Dorothy P. Holinger, a psychologist, incorporates brain science, literature, music, poetry, history, memoirs, and personal and clinical experience to explore what happens to the mind, body, and spirit during bereavement in The Anatomy of Grief (Yale Univ., Sept.). She cites examples of grief from the lives and works of both religious and nonreligious people of all backgrounds, in an effort to show the bereaved ways to move through the grieving process toward a place of joy.

And taking a supernatural approach to death, Marilyn Kapp, a medium, delves into her understanding of the afterlife to offer messages of comfort to the bereaved in Love Is Greater Than Pain (Harmony, June). The book, which draws on mindfulness practices and meditation, also makes a case for everyone’s ability to communicate with those who have passed. “You were born with the ability,” she writes. “Acknowledge the part of your physical life and potential that has altered because someone you love has gone to a different vibrational plane. Carry on and grieve because you live in a physical reality and we should never deny that. Feel it, cry for it, and then, as you continue to do that, look up and say ‘Hello!’ and realize that they are already reaching out and trying to help.”

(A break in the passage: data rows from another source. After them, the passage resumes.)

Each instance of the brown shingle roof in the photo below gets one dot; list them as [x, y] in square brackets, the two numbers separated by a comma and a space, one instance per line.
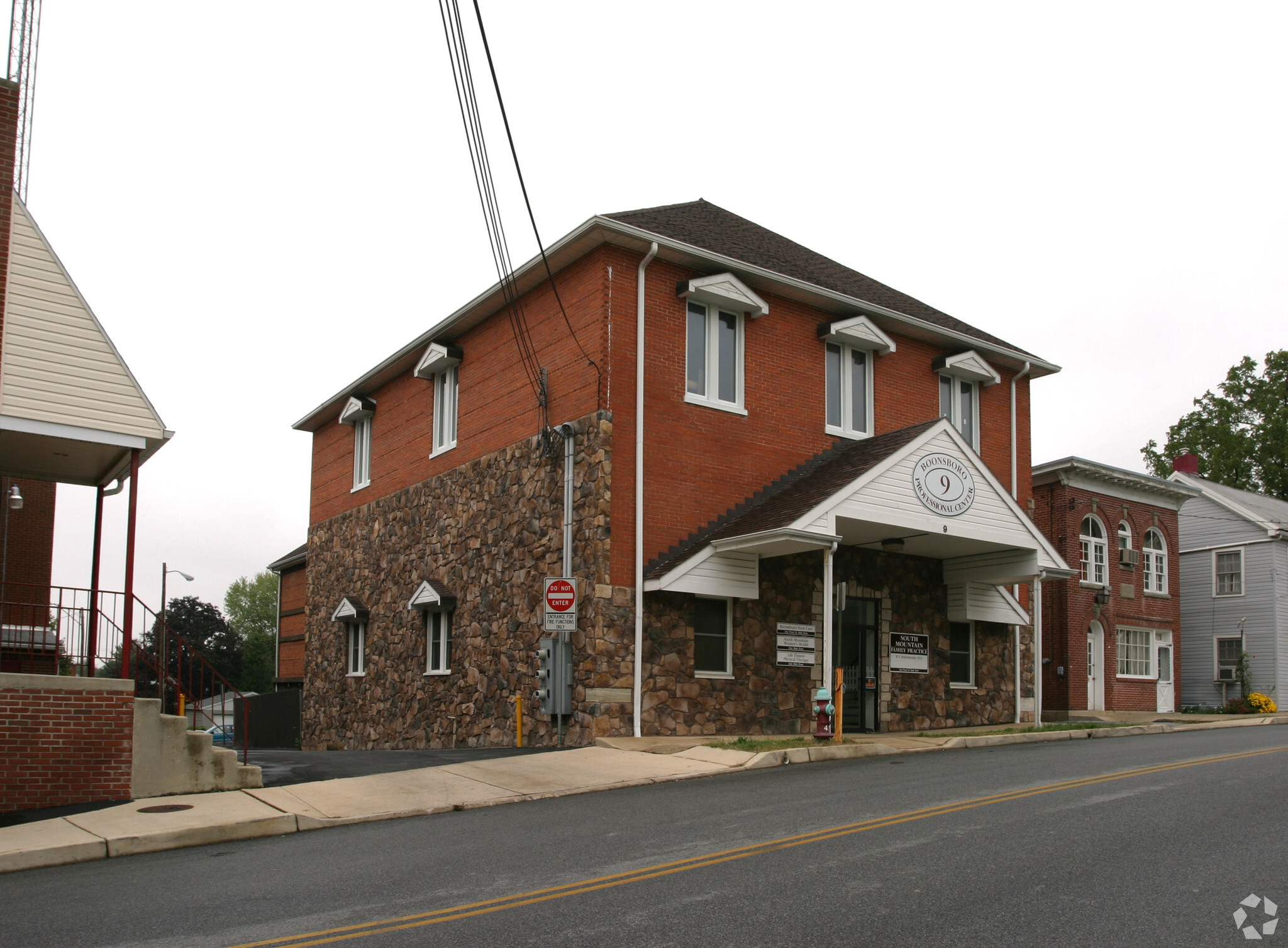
[791, 496]
[706, 226]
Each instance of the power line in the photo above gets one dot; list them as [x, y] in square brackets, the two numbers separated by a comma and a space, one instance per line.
[532, 218]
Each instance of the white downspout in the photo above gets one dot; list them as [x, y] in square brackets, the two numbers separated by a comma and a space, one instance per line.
[638, 687]
[1015, 495]
[828, 593]
[1037, 651]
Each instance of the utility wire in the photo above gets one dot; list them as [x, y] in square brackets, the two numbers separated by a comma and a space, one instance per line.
[532, 218]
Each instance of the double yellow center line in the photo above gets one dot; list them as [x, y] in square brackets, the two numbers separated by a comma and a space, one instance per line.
[591, 885]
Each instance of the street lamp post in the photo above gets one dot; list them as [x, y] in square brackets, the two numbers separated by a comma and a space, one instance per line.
[165, 665]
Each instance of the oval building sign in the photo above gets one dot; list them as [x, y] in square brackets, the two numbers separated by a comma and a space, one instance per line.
[943, 484]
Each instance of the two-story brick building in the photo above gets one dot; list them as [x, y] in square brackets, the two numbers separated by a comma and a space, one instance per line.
[801, 468]
[1112, 633]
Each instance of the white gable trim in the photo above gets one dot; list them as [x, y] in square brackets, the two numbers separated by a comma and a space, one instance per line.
[438, 359]
[860, 333]
[724, 290]
[969, 365]
[357, 409]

Also among the new books on grief are two directly addressing the pain of losing a loved one to suicide—the 10th leading cause of death in the U.S., according to the American Foundation for Suicide Prevention. Coming from Ave Maria in December, When a Loved One Dies by Suicide: Comfort, Hope, and Healing for Grieving Catholics collects personal stories of Catholics who have experienced emotional upheaval and spiritual turmoil after losing someone to suicide. The contributors also offer prayers geared toward comfort and encouragement, as well as information on how to find a network of support. The book was written by the Association of Catholic Mental Health Ministers and edited by Ed Shoener and John P. Dolan.

“Let’s talk about it; let’s change the definition,” Vonnie Woodrick writes in I Understand: Pain, Love, and Healing after Suicide (Eerdmans, Sept.). “Let’s take this dark subject and bring light with understanding. We can remove the stigma attached to the word suicide and save lives.”

In addition to sharing a personal account of loss, grief, and recovery, the book “invites the reader to join a movement of people committed to changing how we think and talk about mental health, depression, and suicide,” says Eerdmans acquisition editor Trevor Thompson. “Vonnie believes that simple things—talking, listening, and encouraging—can change the direction of people’s lives.”